Updated: Nov 5, 2018

M. Wheatley

It's not what you say, it's what you do that counts.

Witnessing the whole farce that was the selection of the USA Supreme Court Judge, Bret Kavanaugh was like watching a crap movie that is just too unrealistic. My 13 year old daughter was so moved by the whole fiasco she chose to use it for her annual school public speaking competition.

The fact that several women have accused Brett Kavanaugh of improper sexual conduct should have been a reason for the Senate to adopt the precautionary principle and to have chosen an alternative candidate. But no. And one of the most worrying parts of this whole farce was Kavanaugh’s behaviour during his testimony.

His demeanour was unbecoming of a supreme court judge. Improper and discouraging given that he will represent American justice. His self-pity, sense of entitlement and political bias was the antithesis of what we might expect of a representative of the Supreme Court of the United States. He did not answer questions put to him and his behaviour in the Senate interview was not conducive to the respect needed by such a senior judge. And yet none of this was taken into account.

I've worked with senior leadership teams for over twenty years and cant imagine any of them behaving in that way. And yet he sailed through his job interview.

Last year in partnership with northpowerwomen.co.uk I conducted a research pilot to examine the psychological drivers and behaviours that have propelled and sustained a sample of leaders into senior positions mostly directors and senior managers from across the North of the UK.

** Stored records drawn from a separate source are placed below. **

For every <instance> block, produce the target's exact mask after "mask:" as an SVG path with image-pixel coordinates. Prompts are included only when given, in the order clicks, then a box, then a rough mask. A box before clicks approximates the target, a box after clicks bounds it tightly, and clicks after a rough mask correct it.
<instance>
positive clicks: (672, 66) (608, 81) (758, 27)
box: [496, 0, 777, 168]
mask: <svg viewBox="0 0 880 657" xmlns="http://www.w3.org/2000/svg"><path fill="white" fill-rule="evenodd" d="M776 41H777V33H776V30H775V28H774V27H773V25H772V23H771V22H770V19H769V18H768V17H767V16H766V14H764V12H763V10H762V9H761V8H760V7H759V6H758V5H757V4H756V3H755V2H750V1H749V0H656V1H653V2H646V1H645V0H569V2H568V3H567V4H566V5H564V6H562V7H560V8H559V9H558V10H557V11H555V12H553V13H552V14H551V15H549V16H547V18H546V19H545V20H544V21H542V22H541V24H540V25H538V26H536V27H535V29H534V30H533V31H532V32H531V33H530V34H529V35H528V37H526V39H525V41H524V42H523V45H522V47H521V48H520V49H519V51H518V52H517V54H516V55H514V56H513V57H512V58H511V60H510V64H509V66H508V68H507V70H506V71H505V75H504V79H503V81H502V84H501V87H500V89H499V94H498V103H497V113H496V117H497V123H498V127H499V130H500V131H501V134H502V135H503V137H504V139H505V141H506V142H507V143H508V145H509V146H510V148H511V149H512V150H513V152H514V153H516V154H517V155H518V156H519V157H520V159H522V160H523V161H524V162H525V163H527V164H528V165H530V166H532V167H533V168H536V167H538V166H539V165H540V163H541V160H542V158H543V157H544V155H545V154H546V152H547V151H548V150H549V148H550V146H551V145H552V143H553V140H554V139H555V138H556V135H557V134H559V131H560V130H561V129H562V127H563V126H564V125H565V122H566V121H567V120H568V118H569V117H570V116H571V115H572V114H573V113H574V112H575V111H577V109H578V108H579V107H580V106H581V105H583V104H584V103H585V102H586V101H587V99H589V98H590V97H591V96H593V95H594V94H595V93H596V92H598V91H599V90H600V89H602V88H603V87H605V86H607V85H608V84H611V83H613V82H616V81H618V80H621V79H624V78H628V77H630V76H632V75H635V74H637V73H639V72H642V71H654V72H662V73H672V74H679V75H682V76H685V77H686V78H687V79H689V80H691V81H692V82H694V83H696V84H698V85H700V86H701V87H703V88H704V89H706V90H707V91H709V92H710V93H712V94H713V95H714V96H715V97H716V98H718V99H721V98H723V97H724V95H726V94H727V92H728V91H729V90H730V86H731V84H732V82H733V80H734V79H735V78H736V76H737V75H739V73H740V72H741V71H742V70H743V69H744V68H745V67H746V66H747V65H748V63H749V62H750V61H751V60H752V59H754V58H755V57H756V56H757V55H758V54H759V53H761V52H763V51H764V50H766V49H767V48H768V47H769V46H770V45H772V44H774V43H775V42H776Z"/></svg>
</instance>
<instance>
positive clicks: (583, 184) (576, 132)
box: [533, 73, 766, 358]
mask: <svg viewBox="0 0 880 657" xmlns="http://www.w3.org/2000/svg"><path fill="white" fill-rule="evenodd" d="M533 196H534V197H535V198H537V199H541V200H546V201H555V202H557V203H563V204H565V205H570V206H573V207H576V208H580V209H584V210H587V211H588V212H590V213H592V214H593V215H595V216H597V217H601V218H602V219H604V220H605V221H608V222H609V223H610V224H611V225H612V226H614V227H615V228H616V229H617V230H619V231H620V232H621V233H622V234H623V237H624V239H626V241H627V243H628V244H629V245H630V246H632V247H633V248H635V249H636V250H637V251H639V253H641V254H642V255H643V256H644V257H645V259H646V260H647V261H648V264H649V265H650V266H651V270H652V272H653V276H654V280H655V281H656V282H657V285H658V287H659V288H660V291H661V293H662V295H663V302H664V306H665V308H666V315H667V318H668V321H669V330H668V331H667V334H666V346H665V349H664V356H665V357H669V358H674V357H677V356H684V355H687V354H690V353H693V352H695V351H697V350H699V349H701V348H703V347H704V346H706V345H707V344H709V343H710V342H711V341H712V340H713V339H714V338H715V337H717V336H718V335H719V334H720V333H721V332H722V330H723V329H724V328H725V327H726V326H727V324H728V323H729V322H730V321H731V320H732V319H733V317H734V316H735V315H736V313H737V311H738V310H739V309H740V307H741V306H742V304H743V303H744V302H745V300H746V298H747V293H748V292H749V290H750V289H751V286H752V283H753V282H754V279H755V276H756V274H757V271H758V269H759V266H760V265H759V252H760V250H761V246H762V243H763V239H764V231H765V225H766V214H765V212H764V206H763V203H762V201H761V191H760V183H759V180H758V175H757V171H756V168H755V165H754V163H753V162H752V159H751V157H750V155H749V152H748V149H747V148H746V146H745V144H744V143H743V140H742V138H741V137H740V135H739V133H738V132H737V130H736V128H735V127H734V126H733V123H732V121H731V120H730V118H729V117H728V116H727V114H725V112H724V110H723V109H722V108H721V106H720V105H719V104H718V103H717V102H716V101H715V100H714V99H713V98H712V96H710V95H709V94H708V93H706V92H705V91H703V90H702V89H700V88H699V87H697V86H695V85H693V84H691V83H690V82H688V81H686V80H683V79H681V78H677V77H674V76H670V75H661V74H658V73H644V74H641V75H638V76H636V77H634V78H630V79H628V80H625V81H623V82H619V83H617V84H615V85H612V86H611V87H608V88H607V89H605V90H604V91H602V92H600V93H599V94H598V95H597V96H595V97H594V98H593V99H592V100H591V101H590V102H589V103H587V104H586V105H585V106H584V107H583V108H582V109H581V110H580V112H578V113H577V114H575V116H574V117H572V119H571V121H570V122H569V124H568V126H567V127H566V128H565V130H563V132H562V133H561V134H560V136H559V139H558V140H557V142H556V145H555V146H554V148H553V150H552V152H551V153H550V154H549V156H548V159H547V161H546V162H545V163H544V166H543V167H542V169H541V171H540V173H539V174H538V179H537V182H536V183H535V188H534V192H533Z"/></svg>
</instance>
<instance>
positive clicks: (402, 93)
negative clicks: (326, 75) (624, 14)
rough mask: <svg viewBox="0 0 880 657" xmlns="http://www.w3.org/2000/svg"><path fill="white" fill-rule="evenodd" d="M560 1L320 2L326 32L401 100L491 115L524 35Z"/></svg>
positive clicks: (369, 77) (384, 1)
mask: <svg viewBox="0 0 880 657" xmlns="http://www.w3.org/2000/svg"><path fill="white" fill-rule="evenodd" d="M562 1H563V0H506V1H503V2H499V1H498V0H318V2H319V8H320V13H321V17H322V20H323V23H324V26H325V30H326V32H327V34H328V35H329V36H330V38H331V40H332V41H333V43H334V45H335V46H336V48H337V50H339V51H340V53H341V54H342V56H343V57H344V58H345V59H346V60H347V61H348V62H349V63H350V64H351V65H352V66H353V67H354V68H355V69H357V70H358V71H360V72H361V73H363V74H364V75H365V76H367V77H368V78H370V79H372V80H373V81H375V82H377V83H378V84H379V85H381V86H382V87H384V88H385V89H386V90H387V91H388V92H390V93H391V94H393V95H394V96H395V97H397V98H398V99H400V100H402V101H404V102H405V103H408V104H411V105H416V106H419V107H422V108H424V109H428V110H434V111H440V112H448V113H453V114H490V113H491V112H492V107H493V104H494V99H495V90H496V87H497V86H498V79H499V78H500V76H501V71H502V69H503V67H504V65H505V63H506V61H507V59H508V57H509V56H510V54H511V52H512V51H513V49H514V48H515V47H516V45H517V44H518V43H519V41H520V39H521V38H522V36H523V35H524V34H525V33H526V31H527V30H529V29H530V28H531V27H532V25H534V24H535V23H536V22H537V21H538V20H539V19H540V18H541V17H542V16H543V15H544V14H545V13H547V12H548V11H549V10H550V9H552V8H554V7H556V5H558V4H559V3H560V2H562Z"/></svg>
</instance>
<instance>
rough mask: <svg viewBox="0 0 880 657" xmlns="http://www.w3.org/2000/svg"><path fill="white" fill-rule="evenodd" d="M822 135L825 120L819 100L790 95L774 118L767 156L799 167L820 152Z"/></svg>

Five themes emerged as being vital in becoming a successful leader:

1. Narrative Identity: This is the process of how individuals come to see themselves as leaders. None of the sample were 'born a leader' and most did not conform to the stereotypical journey of the young leadership executive. Rather they 'became' leaders through important factors such as a) finding a ’killer mentor;’ b) comparing themselves to those who are ‘successful’ and realising they could offer at least the same or more; c) finding the strength to step outside of their typical behaviour and ‘just go for it’ on occasions.

2. Find out who you are and step into yourself: A desire for self-awareness was key in their leadership journey. Importantly, authenticity, the ability to influence and modify ones own behaviour is driven through self-awareness.


3. Get out of your own way: Learning to overcome self-defeating behaviours is vital for leadership. For example, accepting that effort and frustration are inevitable parts of life; being able to fully grasp a problem, reframing and stay with finding the solution; planing ahead to foresee unexpected problems; exuding calmness; facing up to situations without delay; allocating sufficient time to priorities; not engaging in self-blame and criticism; discerning in terms of the limits of their own control or responsibility; meeting challenges with fortitude and resilience; letting go of the tensions of the day.

4. Drive and Achievement: A drive for achievement means a willingness to endure long hours, significant travel and time away from home. It values pragmatism, simplicity and ‘wanting to get the job done’. It provides the mental and physical energy required to sustain a leadership lifestyle.

5. Support Network: Valuing human connection for emotional, moral, psychological and practical reinforcement and surrounding themselves with people who believe in them. Ultimately, these connections contribute significantly to their ability to maintain their high profile leadership roles.

I wonder if Brett Kavanaugh needs a bit of refresher on the key behaviours of leadership?!